Muchlike vampire stories have always held metaphors for sexual awakening; werewolves for the repression of animal urges such as anger and Frankenstein's monsters for man's hubris in playing God; so zombies have come to reflect the evils of mankind.
It would be easy to say that zombie fiction, film and television is just simply an example of voyeuristic gore horror. But beginning arguably with Romero's classic Dawn of the Dead showing man's needless obsession with materialism even in the wake of a zombie apocalypse; to The Walking Dead's constant character struggles with their own humanity; to Arnold Shwarzenegger's recent foray into the genre with family drama Maggie; zombie fiction has quickly become a staple for Millennial media to comment upon society.
James Plumb's own experiments with the horror subgenre are well known, having written and directed the independent UK film Night Of The Living Dead Resurrection. But for his debut novella Little Monster, we see him cast off the restrictions of budgeted independent film for the boundless special effects of the human imagination.
This short story begins in the format most likely more familiar to Plumb, that of a script-like monologue. The prologue is written in the present tense as we are introduced to our protagonist, Gareth, and thrust somewhat cinematically into the drudgery of his everyday life; including his domestic struggles and difficulties weighing up family life and work.
The argument that we witness between him and his wife is obviously skewed in favour of Gareth due to it being first person, despite his own self deprecating comments at his own behaviour, so his wife is instantly set up as a character of contention. His daughter, when introduced, acts as a bond between them, literally holding them together in a group hug. Thus, in only a small prologue, we are set up for the whole theme of the story about to play out before us.
Title: Little Monster
Author: James Plumb
Publisher: Infected Books (1 Jun 2016)
As this is a short story, I will not go into major details of the plot so as not to spoil it. Needless to say it is a very human and family based approach to the 'zombie' genre and I use the quotation marks loosely as the word 'zombie' is never actually mentioned. Instead we are dealing with an un-known disease which causes the need for human flesh. The character struggles of Gareth and his wife, Jen, are very typical studies of how far a human being is willing to go for their loved one and ultimately it comes down to the question 'What wouldn't you do' for your family?

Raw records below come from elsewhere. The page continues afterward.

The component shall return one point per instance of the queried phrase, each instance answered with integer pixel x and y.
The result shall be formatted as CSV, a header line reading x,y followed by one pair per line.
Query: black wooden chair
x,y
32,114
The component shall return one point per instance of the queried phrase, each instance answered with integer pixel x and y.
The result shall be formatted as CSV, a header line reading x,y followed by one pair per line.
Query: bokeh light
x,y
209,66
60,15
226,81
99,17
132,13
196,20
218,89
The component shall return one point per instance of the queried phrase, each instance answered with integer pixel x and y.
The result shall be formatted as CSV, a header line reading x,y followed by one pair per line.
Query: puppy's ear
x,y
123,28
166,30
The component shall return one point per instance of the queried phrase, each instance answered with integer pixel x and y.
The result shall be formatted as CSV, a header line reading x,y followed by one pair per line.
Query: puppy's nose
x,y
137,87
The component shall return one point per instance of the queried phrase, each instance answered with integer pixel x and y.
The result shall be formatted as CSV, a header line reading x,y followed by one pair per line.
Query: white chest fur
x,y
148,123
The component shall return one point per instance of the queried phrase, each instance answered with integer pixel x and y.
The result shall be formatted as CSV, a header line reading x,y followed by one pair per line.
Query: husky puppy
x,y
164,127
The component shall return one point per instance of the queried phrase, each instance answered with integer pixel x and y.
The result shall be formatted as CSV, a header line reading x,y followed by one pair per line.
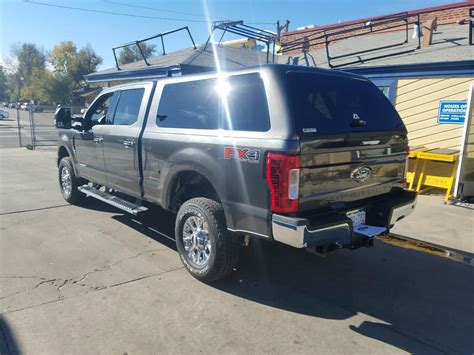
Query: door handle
x,y
128,143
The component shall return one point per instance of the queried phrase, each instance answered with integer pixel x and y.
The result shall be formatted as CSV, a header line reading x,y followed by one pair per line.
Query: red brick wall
x,y
445,14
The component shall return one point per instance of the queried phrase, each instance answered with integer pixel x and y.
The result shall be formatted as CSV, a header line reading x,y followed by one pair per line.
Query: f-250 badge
x,y
243,154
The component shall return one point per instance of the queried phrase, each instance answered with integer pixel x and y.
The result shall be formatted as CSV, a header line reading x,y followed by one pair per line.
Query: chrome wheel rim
x,y
196,242
66,183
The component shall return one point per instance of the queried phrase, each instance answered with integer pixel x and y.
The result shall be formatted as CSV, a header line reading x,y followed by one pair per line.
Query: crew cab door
x,y
88,142
120,140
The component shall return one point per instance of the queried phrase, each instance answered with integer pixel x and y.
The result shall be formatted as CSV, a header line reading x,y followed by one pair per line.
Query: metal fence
x,y
35,125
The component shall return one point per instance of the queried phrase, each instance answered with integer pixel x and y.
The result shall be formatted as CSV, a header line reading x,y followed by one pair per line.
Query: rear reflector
x,y
283,178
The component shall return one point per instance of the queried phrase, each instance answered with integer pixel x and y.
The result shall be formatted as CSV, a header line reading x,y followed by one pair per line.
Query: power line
x,y
151,8
109,12
126,14
174,12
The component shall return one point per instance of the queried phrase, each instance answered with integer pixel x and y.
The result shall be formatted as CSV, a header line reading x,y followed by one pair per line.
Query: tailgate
x,y
353,142
350,172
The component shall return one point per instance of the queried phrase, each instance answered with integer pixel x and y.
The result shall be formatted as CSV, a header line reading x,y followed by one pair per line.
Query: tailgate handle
x,y
358,123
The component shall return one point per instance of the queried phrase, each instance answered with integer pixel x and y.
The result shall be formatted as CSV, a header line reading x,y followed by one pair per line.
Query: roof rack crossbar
x,y
358,27
382,24
160,35
240,29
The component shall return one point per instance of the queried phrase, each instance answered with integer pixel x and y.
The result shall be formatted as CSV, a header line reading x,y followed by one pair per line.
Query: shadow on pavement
x,y
419,301
7,339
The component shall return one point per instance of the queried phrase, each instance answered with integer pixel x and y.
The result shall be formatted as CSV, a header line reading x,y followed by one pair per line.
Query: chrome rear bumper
x,y
300,232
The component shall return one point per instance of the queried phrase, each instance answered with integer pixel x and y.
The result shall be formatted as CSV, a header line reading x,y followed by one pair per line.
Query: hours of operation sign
x,y
452,111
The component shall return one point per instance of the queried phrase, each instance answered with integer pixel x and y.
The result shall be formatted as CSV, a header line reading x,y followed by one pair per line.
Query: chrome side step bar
x,y
112,200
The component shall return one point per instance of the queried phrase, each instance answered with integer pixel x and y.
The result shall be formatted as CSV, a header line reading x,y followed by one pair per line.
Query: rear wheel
x,y
69,182
207,249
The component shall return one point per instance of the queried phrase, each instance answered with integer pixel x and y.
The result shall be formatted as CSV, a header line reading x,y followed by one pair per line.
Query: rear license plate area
x,y
357,217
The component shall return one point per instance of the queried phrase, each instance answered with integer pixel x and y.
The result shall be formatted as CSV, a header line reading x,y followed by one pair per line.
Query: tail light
x,y
407,162
283,178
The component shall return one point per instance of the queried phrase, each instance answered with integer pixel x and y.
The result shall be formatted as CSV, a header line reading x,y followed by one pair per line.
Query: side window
x,y
98,111
128,107
192,104
247,102
236,103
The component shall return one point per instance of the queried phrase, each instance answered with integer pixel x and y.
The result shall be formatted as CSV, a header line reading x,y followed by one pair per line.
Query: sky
x,y
46,25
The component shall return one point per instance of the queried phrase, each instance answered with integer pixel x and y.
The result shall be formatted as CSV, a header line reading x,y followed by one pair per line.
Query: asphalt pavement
x,y
92,279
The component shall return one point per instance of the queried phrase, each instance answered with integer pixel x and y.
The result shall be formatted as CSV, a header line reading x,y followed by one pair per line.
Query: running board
x,y
112,200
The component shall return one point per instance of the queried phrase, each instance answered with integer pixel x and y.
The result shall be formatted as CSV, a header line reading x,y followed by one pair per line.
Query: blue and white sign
x,y
452,111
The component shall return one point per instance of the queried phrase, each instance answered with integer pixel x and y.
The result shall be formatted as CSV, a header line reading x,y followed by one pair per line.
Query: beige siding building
x,y
417,102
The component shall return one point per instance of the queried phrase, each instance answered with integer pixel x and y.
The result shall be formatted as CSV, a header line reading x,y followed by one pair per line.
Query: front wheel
x,y
69,182
207,249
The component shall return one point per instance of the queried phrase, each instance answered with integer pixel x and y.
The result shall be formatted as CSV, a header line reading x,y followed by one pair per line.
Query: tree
x,y
28,57
67,61
132,53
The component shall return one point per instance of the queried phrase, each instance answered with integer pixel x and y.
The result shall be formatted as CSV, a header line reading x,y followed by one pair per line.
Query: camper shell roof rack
x,y
139,41
241,29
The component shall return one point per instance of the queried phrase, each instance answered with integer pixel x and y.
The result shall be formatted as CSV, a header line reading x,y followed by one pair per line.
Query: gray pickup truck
x,y
307,157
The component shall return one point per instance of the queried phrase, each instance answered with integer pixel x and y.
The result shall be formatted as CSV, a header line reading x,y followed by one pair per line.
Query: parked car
x,y
307,157
4,114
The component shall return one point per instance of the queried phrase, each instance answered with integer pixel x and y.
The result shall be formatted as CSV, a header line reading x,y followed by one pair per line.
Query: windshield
x,y
330,104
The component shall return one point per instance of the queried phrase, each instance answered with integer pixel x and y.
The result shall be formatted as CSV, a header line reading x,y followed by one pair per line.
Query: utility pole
x,y
20,80
282,28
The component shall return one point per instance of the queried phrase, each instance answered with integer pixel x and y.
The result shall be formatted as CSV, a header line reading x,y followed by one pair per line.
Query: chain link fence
x,y
35,125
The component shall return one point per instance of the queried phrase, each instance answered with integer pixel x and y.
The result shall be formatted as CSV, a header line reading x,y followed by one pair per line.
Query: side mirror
x,y
63,117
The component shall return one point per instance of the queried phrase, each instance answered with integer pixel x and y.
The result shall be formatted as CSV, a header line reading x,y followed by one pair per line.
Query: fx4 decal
x,y
243,154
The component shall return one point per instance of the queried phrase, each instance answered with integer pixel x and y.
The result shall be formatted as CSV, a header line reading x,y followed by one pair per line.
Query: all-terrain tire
x,y
69,182
224,246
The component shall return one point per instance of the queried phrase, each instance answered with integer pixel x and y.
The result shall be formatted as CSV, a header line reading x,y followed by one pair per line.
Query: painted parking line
x,y
426,247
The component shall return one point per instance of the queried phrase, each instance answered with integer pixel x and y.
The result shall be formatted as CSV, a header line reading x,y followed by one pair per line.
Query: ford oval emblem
x,y
361,174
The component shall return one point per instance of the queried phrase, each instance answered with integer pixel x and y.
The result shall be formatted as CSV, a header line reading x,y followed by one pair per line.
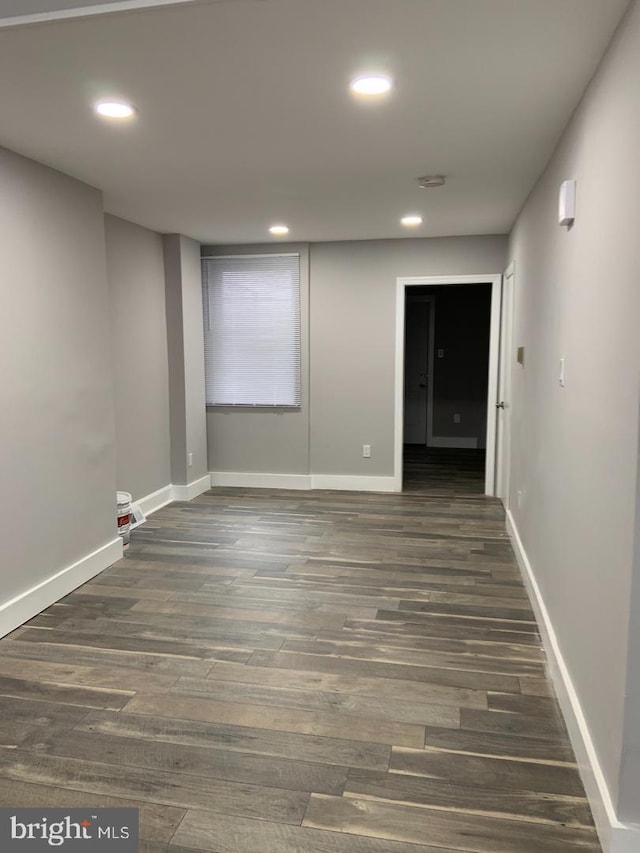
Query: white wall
x,y
574,449
353,291
348,358
135,270
57,445
185,344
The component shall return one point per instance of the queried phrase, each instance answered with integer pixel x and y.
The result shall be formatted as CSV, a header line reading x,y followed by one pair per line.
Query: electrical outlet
x,y
561,374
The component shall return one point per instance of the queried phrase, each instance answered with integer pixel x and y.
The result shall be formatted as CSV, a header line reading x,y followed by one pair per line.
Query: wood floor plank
x,y
467,679
169,788
348,704
303,672
455,830
289,745
157,822
193,760
64,694
480,771
69,653
279,719
459,797
379,687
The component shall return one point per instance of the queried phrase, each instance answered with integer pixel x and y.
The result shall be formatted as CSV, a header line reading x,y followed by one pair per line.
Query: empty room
x,y
320,429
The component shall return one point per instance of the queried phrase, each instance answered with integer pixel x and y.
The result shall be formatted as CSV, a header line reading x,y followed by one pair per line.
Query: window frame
x,y
300,331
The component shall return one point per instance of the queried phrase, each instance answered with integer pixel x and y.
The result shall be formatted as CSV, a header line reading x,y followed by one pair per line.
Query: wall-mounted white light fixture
x,y
567,203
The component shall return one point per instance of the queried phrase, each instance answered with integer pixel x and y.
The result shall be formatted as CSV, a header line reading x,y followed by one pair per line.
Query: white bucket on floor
x,y
123,500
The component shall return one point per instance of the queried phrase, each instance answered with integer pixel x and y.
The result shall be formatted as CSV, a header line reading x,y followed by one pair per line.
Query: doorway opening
x,y
446,384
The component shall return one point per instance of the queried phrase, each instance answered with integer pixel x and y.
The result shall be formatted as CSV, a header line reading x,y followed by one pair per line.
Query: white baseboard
x,y
33,601
615,836
156,500
260,481
304,482
470,442
354,483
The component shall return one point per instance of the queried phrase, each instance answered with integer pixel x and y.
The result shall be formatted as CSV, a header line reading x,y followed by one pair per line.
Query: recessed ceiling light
x,y
427,182
114,109
372,85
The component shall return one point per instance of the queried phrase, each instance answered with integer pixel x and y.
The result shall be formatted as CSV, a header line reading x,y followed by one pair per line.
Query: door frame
x,y
431,302
402,282
503,425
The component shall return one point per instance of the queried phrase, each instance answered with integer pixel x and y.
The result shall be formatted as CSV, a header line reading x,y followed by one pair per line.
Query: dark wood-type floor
x,y
301,672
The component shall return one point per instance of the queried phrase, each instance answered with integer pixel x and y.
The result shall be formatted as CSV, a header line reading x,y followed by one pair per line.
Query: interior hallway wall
x,y
57,436
349,360
135,270
575,448
185,346
353,292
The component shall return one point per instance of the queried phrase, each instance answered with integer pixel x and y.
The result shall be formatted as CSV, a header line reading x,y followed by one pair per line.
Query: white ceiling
x,y
245,116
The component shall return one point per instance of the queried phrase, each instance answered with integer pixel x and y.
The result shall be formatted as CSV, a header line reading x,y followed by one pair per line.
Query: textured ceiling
x,y
245,116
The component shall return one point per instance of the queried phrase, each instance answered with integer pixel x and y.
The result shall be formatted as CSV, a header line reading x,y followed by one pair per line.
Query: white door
x,y
416,377
507,359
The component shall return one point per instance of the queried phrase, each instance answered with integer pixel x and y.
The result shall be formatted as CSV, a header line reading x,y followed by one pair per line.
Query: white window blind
x,y
252,330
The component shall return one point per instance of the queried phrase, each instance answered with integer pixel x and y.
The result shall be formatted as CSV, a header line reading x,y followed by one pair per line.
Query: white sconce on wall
x,y
567,203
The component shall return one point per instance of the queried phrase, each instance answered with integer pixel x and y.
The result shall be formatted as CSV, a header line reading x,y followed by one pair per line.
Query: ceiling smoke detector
x,y
429,181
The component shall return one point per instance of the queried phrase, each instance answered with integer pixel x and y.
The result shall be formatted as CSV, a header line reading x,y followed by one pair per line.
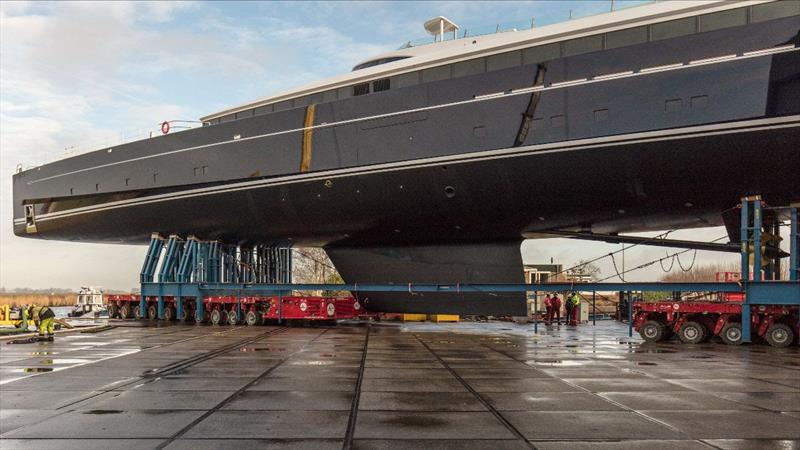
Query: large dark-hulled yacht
x,y
433,162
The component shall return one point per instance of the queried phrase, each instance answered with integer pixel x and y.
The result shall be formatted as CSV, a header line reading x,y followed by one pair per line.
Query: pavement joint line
x,y
188,362
238,392
351,421
116,387
136,378
620,405
509,426
98,360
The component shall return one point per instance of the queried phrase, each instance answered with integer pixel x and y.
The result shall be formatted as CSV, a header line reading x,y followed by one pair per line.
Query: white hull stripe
x,y
542,149
477,98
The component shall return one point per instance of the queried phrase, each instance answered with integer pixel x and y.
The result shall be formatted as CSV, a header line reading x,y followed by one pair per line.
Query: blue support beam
x,y
794,247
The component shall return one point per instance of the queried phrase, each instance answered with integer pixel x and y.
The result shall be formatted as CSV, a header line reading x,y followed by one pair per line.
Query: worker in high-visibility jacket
x,y
575,301
548,308
45,318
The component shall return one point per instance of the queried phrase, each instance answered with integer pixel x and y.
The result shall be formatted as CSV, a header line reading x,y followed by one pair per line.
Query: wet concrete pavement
x,y
432,386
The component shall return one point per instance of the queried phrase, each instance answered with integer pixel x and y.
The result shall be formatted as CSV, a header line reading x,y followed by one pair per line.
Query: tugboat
x,y
89,304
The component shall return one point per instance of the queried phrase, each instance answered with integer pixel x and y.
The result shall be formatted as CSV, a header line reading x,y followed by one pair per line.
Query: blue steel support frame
x,y
794,247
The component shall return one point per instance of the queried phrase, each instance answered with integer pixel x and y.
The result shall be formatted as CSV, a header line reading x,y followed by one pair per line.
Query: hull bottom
x,y
465,263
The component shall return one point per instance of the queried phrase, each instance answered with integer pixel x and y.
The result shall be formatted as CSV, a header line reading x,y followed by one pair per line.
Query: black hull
x,y
627,183
655,150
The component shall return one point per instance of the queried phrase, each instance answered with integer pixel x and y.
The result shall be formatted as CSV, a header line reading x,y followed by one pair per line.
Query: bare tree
x,y
706,272
312,265
584,268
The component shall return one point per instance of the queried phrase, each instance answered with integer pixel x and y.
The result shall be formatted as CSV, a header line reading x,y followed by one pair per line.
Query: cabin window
x,y
381,85
601,115
698,102
435,74
283,106
542,53
329,96
243,114
469,67
406,79
623,38
345,92
673,28
503,61
361,89
775,10
583,45
266,109
723,19
300,101
673,105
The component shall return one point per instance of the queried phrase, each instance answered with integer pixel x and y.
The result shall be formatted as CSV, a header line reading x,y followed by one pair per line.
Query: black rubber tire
x,y
216,317
652,331
731,333
185,313
169,313
137,312
152,312
779,335
252,318
692,333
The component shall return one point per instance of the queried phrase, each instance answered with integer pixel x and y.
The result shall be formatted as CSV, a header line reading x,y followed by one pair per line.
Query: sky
x,y
75,76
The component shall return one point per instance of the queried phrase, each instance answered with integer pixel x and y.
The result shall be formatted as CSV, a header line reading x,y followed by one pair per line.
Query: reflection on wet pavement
x,y
465,385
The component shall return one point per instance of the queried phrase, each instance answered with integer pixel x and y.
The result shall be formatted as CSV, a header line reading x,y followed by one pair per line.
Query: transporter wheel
x,y
216,317
652,331
692,333
731,333
252,318
779,335
137,312
169,313
126,311
152,312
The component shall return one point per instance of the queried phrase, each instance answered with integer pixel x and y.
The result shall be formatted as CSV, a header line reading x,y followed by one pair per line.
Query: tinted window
x,y
245,113
263,110
622,38
361,89
776,10
406,79
381,85
300,102
284,105
723,19
541,53
378,62
471,67
503,61
435,74
673,28
329,96
583,45
345,92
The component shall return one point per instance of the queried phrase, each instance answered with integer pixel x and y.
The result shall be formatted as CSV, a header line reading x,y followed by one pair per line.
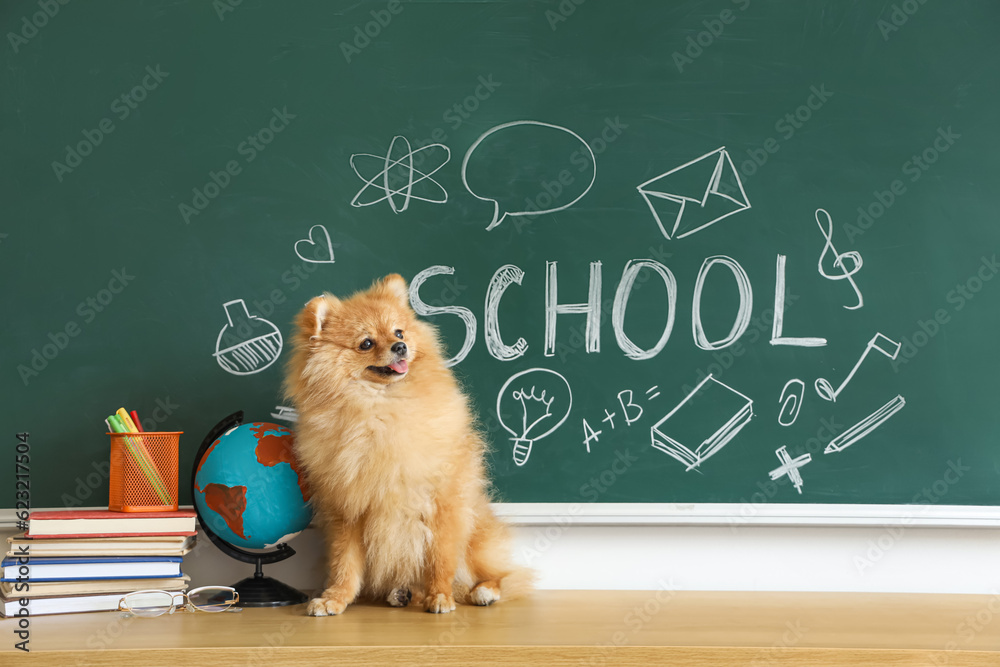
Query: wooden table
x,y
551,628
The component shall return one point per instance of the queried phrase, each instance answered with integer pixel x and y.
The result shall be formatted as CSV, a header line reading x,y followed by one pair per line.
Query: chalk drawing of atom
x,y
394,178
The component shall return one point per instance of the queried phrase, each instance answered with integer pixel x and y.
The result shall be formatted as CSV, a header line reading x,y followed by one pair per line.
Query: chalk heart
x,y
309,253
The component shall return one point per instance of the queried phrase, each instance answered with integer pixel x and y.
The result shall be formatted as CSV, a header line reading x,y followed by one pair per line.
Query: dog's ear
x,y
394,285
314,317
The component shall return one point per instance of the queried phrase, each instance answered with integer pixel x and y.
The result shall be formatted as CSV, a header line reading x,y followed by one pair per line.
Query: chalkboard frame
x,y
716,514
766,514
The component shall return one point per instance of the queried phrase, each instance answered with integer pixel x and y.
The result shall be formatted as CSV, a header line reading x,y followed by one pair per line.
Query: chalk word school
x,y
509,274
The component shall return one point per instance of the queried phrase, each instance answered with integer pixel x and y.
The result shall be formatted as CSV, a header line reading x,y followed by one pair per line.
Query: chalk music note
x,y
839,259
883,344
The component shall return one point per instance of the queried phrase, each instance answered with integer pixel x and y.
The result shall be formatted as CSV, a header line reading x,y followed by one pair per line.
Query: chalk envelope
x,y
695,195
688,436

The intimate family setting of this drama reminds me very much of Plumb's Night Of The Living Dead Resurrection, which, while suffering from the typical burdens of a low indie film budget, still managed to deliver a solid plot dealing with the choices a family would have to make in the case of a zombie outbreak. Such a story would have proved a lot more haunting if it had been told in prose like Little Monster. It is in fact, not difficult to imagine this film almost acting as a prequel for the events that take place in that movie.
The setting of South Wales for the story is another solid thematic choice for the Cardiff based writer. It would have been easy for Plumb to have chosen a more exotic location for his story to take place, but the use of his home town helps ground it in the writer's own reality. Not only does this tie it in well with his other projects (the mention of a white van passing the family as they literally 'kerb crawl' the streets of Cardiff at night for victims is a nice touch), but it also makes it a personal project for him, which shows through the 3-dimensionality of Gareth and the struggles he faces.
Personally it would have been nice to get to know Jen a little bit more as well as Ana. On one hand it is nice to see Jen acting as the 'sensible' person in the relationship at first who, despite being a mother, is not blinded by her parental feelings. It would have been very easy to paint her as a one dimensional 'matriarch' or 'lioness' character willing to do anything for her family, but instead we are introduced to a woman who sees her daughter for what she is; while Gareth acts as an over-protective father blinded by his devotion and the realisation that he would literally do anything for his child.
Overall this is a well written novella with a nice pace. I easily devoured it in one sitting and not simply because of the length of the story but also the engagement of the characters. With the media being saturated by zombie films and television over the last few years, the 'infection spread by bite' or 'thirst for human blood' trope is easily lumped into the same theme, but it is nice to see Plumb using it to delve into something so personal and intimate as a simple family relationship and a young couple struggling to re-discover who they truly are in the wake of having a child.
With the length of this piece as well as the insular nature of the family setting, Plumb has played it safe with this piece. But he has done so in a way that has shown off his storytelling and character building strengths with a great room to grow as a writer.